Ionat Zurr: And also allow all of those different people working together in a shared space, and see how they’re talking to each other and how they’re affecting each other, and what those kinds of collaborations produce.
Oron Catts: I think if we can do it here in London, having Imperial College and the Science Museum nearby, that really would open up the possibility of taking the whole life cycle of those works from initial kind of ideas, through research, development, production and display. And that would be a really good place to investigate the strategies of showing living biological materials within different contexts, using the expertise here also to develop sets of tools that would enable artists and designers to continue their research into the display of those biological systems.
What’s happened in the last couple of years at the RCA is that this type of interest in biological research has extended beyond design interactions, and now textiles and fashion, innovation design engineering and architecture have a great interest in these possibilities. So we really see a great potential here. I hope it will become a resource, like the computer lab, to provide students and researchers here at the College to work with new materials, new technologies.

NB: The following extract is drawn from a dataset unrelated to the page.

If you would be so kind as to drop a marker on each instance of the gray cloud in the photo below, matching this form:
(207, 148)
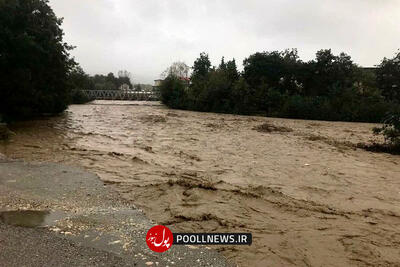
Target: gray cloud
(144, 37)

We see around the world that you don’t have to have a PhD in cell biology to do tissue engineering. The protocols, the systems, the technology’s already there. Biology is becoming more and more like engineering, and that will result in ease and simplicity of manipulating life forms, for better or for worse. So you will see more designers and artists working in this area, whereas when we started there were maybe two other people in the world that were making art using living biological systems.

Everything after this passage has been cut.